人の心の弱さをえぐる。住野よる『青くて痛くて脆い』のあらすじと感想。

誰だって、過去を振り返ると、自分の恥ずかしい経験とか、

「あのときのあの行動は痛かったなあ」

ってことがあると思います。

そんな姿をまざまざと見せつけられるような小説でした。

今回読んだのは、住野よるさんの『青くて痛くて脆い』です!

住野よるさんの五作目の小説になります。

ここでは、『青くて痛くて脆い』のあらすじや感想をしょうかいしていきます。

Contents

『青くて痛くて脆い』のあらすじ

大学一年生の田端楓。

授業中に突然、手を挙げて発言を求め、

「暴力は必要ないと思います」

なんてことを大真面目に主張する秋好寿乃の存在に驚愕する。

これは関わってはいけない相手だ。

そう思う楓であったが、授業終わりに秋吉から声をかけられてしまう。

それ以降、顔を合わせると話しかけてくる秋好と、いつの間にか一緒にいることが増えた楓。

秋吉は、「四年間でなりたい自分になる」という目標を掲げており、理想を追う秘密結社「モアイ」を結成。

その初期メンバーに楓も入れられてしまうのだった。

楓と秋好は、理想を現実にするための活動として、映画を観て知識を増やしたり、あちこちをめぐったりしていた。

次第にその活動が認められるようになり、モアイは少しずつ大きな組織へとなっていった。

 

それから三年後。

四年生になり、就職活動もひと段落した楓は、いまのモアイの現状を憂う。

いつしか、秋好が掲げた理想は姿を消し、モアイは就職活動のためのサークルと化していた。

学内でも、モアイ所属の人間が幅をきかせ、我が物顔で振る舞うのに対して嫌悪する人もいた。

楓は、いなくなってしまった友人と作ったモアイを元の姿に戻そうと行動を開始する。

やっぱり住野よるさんはおもしろい。

一番初めに読んだ住野よるさんの小説は、『君の膵臓を食べたい』でした。

私はけっこうあまのじゃくなので、すごく人気が出てしまった小説ってなかなか読もうとしないんですよね。

特に映画化もされて、「感動作!」なんて言われてしまうと余計に、「ふーん」って気持ちになって。

でも、実際に読んでみたら、

「なにこれ!ぶちおもしろい!!」

となって、毎回、もっと早く読めばよかったって思うんですよね。

『鬼滅の刃』もそうでしたね、いまでは全巻大人買いしちゃってますが。

そんなこんなで、『君の膵臓が食べたい』ですっかり虜になった住野よるさんの小説。

ふと目に入ったので手に取ってみたのが、『青くて痛くて脆い』でした。

前評判はかなり良くて、レビューを見ても、絶賛している声が多かったんですよね。

「ほっほう。

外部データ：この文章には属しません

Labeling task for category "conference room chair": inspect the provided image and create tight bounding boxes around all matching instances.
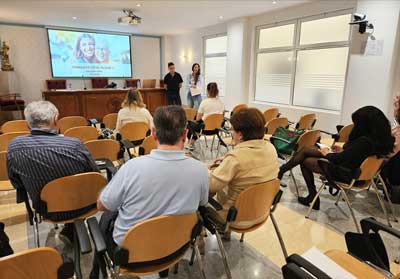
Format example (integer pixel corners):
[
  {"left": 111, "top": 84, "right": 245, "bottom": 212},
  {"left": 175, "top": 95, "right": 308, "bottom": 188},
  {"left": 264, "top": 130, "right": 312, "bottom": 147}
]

それは楽しみ」

と思い読み始めたのですが、うーんどうもなかなか。

読み切ると考えさせられるなと思いつつも、苦しいものが残る。

でも、大学生活って人間関係って一歩間違えればこうなるよなと。

まっすぐに生きる、うまく生きる

中心となる登場人物の一人、秋好。

彼女は、授業中の真っただ中でも、手を挙げて、

「暴力は必要ないと思います!」

なんて主張してしまう女子学生。

周囲から妙な眼で見られて、主人公の田端楓も、近づいちゃまずいと思いながらも、なんやかんやあって、一緒に行動するようになります。

自分に正直に生きることって、きついんですよね。

秋好のように、思ったことをまっすぐに主張することで、周囲から痛いやつと思われるし、距離をあけられる。

うまく生きるって、周囲と同調したり、自分を押し殺したりすることなのかもしれません。

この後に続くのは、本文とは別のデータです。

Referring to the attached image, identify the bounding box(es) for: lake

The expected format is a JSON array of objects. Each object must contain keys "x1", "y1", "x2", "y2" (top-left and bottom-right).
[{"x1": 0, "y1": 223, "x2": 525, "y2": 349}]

でも、それって別に悪いことじゃなくて、その生き方で自分を納得させることができるかなのかなとも思います。

社会人になったころって、先輩からしょっちゅう理不尽なことで怒られました。

ふつうに考えて納得できないし、先輩が明らかにおかしい。

だからといってその気持ちを正直に出すかっていうと、やっぱり心に押しとどめます。

言ったら面倒になるとか、どうせ言っても変わらないとか、新人のうちはしょうがないとか。

いろんな理由があったけど、その生き方をした方が自分にとって楽だったのだと思います。

正直に生きられる人はうらやましい

私はわりと事なかれ主義なので、主張が食い違ってもそんなに粘らないし、譲れるところは簡単に譲ってしまいます。

そんな自分を別に嫌いでもないですし、人間関係うまくやっている方かなと自負しています。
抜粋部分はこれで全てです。